Diante do desafio de comemorar o centenário da independência, a geração intelectual de 1922 produziu novas e variadas explicações do Brasil. Explicações caracterizadas por um desejo dilacerante de compreender o país, de repensá-lo, e, principalmente, de salvá-lo. A própria dinâmica da celebração - o balanço obrigatório dos feitos do passado, a avaliação do presente de realizações frustradas, a perspectiva de um futuro incerto, - estimulava a produção acelerada de
significações do que fora essa nação, do que era àquela altura e do que deveria ser no futuro. Filiada a diferentes concepções de modernidade, devotada à causa da brasilidade, essa geração partilhava a crença de que a construção da sociedade moderna dependia de um projeto de reconstrução da nação brasileira. Essa produção intelectual resultou na configuração de um imaginário nacional - firmado na invenção de novas tradições e na construção de novos marcos simbólicos - que teve uma insuspeitada permanência na mentalidade coletiva. Paradigmaticas, as interpretações que deram para o Brasil inauguraram novos estilos de pensar o país, sua história, seus dilemas do presente e suas perspectivas do futuro.

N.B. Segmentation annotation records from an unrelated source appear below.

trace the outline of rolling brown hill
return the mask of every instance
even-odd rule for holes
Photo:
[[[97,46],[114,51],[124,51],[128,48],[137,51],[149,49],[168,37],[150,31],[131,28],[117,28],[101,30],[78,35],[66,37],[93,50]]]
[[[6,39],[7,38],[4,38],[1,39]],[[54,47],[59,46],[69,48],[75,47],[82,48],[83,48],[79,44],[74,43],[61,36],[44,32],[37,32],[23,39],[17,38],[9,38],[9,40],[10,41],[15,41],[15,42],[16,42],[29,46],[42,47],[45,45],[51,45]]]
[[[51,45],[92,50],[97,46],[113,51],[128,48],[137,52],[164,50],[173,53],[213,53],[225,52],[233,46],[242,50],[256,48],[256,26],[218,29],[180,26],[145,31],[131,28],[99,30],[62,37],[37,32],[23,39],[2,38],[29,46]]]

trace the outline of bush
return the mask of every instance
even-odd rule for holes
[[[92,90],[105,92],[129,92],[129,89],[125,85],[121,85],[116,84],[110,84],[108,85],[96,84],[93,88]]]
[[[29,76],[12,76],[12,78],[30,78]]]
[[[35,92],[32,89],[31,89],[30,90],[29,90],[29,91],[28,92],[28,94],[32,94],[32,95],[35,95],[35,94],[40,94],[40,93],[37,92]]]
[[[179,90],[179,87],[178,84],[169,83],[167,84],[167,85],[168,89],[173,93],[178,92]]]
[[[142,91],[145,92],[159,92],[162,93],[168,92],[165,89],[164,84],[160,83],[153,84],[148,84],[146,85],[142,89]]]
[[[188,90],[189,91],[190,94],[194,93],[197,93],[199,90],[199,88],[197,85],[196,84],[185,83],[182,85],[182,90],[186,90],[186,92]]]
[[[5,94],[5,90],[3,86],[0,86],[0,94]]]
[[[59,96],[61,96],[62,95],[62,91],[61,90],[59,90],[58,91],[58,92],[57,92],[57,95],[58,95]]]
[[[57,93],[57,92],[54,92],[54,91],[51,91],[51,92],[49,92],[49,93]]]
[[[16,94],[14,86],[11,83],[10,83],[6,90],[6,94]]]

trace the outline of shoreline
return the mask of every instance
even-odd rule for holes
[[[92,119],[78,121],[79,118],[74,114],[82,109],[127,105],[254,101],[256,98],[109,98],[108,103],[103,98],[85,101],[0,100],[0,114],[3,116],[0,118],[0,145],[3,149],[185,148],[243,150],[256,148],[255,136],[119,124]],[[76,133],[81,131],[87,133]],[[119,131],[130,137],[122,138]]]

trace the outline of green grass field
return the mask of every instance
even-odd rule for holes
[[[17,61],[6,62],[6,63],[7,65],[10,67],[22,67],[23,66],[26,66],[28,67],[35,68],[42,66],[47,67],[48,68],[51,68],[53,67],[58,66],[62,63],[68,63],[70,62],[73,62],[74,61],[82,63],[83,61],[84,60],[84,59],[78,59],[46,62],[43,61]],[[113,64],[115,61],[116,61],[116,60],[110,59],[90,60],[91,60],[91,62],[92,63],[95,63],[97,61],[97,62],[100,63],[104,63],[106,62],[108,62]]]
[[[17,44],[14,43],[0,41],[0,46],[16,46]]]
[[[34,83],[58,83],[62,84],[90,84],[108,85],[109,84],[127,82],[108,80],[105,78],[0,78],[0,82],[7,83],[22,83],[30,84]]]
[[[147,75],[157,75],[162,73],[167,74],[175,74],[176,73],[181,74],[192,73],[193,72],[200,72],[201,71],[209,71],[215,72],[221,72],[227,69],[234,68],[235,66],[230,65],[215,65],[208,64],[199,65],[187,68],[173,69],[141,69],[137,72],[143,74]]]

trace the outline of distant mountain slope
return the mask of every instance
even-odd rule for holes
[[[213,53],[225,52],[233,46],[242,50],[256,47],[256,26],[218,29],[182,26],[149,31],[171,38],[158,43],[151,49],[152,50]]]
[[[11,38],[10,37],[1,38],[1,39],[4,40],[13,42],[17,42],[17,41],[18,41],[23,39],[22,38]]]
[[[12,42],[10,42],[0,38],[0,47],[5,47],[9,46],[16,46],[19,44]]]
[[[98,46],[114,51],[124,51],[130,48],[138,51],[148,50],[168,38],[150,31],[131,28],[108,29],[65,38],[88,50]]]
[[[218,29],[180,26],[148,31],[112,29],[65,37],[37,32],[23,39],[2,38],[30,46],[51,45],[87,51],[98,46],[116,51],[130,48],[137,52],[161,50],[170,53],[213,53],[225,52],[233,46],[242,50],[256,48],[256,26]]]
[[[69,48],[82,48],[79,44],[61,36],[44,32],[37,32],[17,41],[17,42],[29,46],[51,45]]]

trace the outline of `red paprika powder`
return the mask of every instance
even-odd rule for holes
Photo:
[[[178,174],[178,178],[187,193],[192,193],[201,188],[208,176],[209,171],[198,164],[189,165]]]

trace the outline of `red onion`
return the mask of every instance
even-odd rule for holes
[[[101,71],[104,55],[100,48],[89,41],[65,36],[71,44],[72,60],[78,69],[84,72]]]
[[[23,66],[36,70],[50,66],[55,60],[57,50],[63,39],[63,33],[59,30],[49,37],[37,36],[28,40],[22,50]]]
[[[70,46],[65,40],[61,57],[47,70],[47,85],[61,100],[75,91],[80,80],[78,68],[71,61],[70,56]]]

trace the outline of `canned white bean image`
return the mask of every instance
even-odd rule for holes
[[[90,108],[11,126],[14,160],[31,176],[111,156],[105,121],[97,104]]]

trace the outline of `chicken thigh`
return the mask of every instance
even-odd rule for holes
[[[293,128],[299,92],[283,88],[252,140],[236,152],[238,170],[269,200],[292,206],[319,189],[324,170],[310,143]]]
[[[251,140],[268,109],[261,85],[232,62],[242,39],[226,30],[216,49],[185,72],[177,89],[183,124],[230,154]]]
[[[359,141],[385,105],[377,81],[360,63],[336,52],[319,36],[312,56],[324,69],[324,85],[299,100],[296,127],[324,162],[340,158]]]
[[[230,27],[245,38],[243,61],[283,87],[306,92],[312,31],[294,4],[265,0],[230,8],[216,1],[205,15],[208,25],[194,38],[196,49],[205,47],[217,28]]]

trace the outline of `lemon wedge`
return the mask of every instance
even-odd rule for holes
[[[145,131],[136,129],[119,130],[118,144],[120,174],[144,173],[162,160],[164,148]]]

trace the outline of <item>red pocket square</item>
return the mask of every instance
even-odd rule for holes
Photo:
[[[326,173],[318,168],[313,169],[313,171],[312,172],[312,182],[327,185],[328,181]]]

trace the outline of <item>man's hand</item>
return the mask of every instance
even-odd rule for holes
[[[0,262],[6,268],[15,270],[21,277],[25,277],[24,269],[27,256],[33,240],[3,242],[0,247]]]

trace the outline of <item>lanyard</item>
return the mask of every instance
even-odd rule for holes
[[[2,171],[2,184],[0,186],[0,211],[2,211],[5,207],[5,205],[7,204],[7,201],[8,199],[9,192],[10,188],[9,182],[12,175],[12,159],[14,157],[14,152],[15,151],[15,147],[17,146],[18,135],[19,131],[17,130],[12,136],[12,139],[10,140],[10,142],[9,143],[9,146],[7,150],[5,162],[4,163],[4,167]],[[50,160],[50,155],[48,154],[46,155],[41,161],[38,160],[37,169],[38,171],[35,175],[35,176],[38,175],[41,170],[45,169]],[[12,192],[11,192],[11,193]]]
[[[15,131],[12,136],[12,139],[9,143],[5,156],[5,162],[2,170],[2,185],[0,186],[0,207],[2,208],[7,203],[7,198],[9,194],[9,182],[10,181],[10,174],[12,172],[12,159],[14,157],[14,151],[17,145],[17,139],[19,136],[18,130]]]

Institucionalizadas, tais idéias se tornaram referências constantes em programas de governo. Formaram discípulos, seguidores e dissidentes. Detonado um debate que atravessou toda a década de 1920, deixou para os períodos posteriores a sensação de que o país encontrara seu perfil e o seu caminho. Oliveira Viana, Mario de Andrade, Monteiro Lobato, estabeleceram estilos de pensamento, e, principalmente, tornaram-se marcos obrigatórios de reflexão e ação para aqueles que insistiram e ainda insistem em desvendar a questão nacional.

MOTTA, Marly Silva da. 1922: em busca da cabeça do Brasil moderno. Rio de Janeiro, CPDOC,1994. 8f.